Seselj, leader of the Serbian Radical Party, is on trial at the war crimes tribunal in The Hague for crimes against humanity including persecution, extermination, murder and torture carried out in Croatia, Bosnia and northern Serbia between 1991 and 1993.



The prosecution filed its motion for Judge Harhoff’s disqualification based on the fact that he was a member of a human rights group which interviewed a certain Isak Gashi in 1993, as part of its own investigation into atrocities in the Balkans. Gashi has now been called upon by the prosecution to testify in the case.



According to the counsel for the prosecution, Christine Dahl, due to his activities back in 1993, Judge Harhoff had been “involved in the investigation” and “the independence of the judiciary [was] at stake”.



Dahl also explained that she was not so much concerned about bias as the fact that “justice must be done and be seen to be done”.



The defendant immediately opposed the motion, claiming that the prosecution was trying to delay the trial in order to gain time to make preparations.



“For almost five years I have been waiting for this trial and the prosecution is not ready. I have waited for too long and do not want to wait any longer,” Seselj told the court.



He further argued that, rather than an actual judicial body, the group Judge Harhoff had been working for, the Danish Helsinki Committee, was a non-governmental organisation carrying out political surveys.



Gashi is a former member of the Yugoslav rowing team and was a refugee in Denmark when he spoke to the committee. He has already given evidence at the tribunal’s trials of Dusko Tadic, Slobodan Milosevic and Momcilo Krajisnik.



He has previously made it known that he does not believe his “Danish statement” is an accurate record of what he told the Danish Helsinki Committee.

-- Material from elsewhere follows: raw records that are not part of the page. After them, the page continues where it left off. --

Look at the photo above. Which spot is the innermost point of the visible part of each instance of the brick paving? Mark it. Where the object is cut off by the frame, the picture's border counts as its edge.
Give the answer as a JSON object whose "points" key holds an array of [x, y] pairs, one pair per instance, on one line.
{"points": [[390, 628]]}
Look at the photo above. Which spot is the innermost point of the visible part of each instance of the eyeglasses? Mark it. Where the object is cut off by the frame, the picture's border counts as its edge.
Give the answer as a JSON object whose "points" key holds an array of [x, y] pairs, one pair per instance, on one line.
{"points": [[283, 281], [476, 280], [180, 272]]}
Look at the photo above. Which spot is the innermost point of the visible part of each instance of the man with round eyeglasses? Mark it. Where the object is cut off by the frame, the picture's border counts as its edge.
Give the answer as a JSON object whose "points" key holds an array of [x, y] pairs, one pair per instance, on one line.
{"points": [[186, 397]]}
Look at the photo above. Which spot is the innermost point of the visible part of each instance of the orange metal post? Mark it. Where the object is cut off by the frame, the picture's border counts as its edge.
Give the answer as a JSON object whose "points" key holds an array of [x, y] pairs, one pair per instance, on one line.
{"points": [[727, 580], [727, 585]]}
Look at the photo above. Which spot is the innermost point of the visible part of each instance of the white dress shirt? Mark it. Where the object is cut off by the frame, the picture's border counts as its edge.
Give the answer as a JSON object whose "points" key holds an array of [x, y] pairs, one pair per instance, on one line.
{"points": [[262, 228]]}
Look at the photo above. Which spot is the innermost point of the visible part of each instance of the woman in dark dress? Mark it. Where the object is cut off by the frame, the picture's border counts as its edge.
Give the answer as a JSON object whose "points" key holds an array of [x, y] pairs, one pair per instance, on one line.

In response to the prosecution’s motion, tribunal president Fausto Pocar appointed a three-member panel to consider Judge Harhoff’s position. The panel will rule whether the judge’s previous contact with Gashi is likely to compromise his independence and impartiality in the case.



If the prosecution’s motion is upheld by the panel, whose ruling cannot be appealed, then Pocar will appoint another judge to hear the remainder of the case.



Simon Jennings is an IWPR reporter in The Hague.